Corporate responsibility
More than a year after the landslide, Meeriyabedda also raises many
larger questions, including those related to corporate responsibility
and accountability of State and non-State agencies. More than anything
else, it underlines how for plantation communities in the up country
-historically disadvantaged by virtue of their ethno-national origins,
poverty and caste - development has unfolded largely as a sequel to a
disaster. Being part of an industry that accounts for such a significant
share of national exports and a central source of foreign exchange,
precious little had been done to change their status, among the poorest
communities in Sri Lanka.
In the face of the multiple crises, Jagan said giving their children
a good education was their best hope but saw no way of doing that in
Badulla. A local school principal noted that the region remains very
poorly served in terms of education infrastructure but also that few
students can afford to stay in school beyond O/ L.
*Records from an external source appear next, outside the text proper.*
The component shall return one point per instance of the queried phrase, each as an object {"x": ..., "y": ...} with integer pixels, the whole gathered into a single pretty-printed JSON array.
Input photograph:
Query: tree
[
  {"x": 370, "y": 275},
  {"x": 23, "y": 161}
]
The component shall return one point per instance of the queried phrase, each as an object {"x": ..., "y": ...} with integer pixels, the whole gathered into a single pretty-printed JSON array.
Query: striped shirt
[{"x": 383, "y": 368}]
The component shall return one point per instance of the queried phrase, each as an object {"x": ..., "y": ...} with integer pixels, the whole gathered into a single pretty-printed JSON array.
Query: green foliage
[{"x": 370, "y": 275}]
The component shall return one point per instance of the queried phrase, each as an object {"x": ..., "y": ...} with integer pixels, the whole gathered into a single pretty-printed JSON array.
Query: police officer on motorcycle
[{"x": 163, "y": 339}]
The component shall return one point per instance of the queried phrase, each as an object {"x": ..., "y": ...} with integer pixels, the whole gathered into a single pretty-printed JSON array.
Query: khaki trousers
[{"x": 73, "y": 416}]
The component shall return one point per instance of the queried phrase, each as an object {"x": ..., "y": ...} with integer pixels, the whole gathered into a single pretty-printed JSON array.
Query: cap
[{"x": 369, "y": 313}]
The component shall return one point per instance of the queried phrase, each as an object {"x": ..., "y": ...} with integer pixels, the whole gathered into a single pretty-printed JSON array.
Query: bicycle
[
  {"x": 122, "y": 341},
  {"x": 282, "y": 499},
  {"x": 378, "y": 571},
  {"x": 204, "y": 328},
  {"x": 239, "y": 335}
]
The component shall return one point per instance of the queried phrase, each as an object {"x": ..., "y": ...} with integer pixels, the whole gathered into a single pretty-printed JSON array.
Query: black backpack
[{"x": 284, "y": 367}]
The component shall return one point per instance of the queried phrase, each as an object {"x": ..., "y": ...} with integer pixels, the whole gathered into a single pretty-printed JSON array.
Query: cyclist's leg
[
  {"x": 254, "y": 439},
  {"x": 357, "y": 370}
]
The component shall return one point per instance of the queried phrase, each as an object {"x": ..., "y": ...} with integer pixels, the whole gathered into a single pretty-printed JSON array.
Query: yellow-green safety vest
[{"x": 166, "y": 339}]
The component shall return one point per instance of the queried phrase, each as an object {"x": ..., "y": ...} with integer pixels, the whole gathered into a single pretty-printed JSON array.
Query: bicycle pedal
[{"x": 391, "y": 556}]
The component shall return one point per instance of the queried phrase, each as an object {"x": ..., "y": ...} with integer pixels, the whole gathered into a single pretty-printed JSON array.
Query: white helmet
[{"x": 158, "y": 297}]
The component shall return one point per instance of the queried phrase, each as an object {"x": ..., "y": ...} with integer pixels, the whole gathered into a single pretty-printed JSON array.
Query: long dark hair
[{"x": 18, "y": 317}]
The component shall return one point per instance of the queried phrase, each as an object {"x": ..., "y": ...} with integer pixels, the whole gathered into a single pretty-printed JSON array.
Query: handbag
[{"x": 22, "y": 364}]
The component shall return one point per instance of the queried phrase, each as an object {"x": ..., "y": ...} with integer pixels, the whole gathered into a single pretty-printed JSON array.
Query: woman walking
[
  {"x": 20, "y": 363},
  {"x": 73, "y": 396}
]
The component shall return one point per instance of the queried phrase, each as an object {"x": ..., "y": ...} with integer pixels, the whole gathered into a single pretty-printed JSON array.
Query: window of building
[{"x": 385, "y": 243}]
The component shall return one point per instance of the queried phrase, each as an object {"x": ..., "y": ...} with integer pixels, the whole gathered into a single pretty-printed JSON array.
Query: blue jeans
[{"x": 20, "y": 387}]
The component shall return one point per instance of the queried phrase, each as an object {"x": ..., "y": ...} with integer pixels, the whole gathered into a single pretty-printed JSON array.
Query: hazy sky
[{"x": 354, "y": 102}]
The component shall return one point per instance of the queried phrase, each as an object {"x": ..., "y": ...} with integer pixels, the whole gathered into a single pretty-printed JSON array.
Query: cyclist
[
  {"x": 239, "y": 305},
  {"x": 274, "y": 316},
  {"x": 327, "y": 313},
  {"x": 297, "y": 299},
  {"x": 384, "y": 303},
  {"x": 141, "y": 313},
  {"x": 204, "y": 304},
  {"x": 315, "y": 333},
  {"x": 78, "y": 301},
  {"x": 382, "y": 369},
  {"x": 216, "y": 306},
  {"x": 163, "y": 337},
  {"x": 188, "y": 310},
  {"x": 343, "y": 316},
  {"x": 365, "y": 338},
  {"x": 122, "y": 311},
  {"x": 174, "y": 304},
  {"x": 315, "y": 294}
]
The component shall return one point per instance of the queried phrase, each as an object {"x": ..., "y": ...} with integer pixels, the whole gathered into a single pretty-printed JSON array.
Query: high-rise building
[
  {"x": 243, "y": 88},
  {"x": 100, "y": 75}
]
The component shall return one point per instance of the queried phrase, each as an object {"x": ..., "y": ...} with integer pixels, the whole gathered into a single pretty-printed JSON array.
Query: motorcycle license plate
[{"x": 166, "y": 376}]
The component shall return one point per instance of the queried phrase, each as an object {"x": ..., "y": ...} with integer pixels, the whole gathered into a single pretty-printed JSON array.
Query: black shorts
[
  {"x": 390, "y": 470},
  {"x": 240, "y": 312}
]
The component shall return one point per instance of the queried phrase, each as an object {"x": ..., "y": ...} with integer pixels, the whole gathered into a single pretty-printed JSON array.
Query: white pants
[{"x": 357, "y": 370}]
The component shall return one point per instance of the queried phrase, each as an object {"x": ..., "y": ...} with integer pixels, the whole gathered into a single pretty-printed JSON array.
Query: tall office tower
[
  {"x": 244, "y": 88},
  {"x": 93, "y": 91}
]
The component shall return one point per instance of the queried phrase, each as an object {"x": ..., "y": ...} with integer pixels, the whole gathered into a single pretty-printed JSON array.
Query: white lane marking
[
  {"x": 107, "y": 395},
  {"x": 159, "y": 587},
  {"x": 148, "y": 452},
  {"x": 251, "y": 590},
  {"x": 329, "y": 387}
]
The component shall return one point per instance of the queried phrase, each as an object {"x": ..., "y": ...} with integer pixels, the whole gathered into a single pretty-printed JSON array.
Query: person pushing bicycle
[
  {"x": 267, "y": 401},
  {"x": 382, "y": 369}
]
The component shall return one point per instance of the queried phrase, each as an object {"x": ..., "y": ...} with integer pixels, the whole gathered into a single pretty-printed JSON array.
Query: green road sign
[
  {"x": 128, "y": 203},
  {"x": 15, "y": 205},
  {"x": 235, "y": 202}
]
Thus, a combination of systemic exclusion and cascading
inter-generational disadvantage further marginalise a community long in
the grip of an extractive company-state and a parochial patronage-based
trade union politics.
Yet, as Murali asserted: "We are not going to just sit here and
wait." The collective spirit to fight for their rights and the
individual determination of people like Maha may offer the best hope yet
for the Merriyabedda survivors.
(All names have been changed to protect identities.)
About the author:
Vijay K Nagaraj is a member of the Collective for Economic
Democratisation and works with the Centre for Poverty Analysis (CEPA).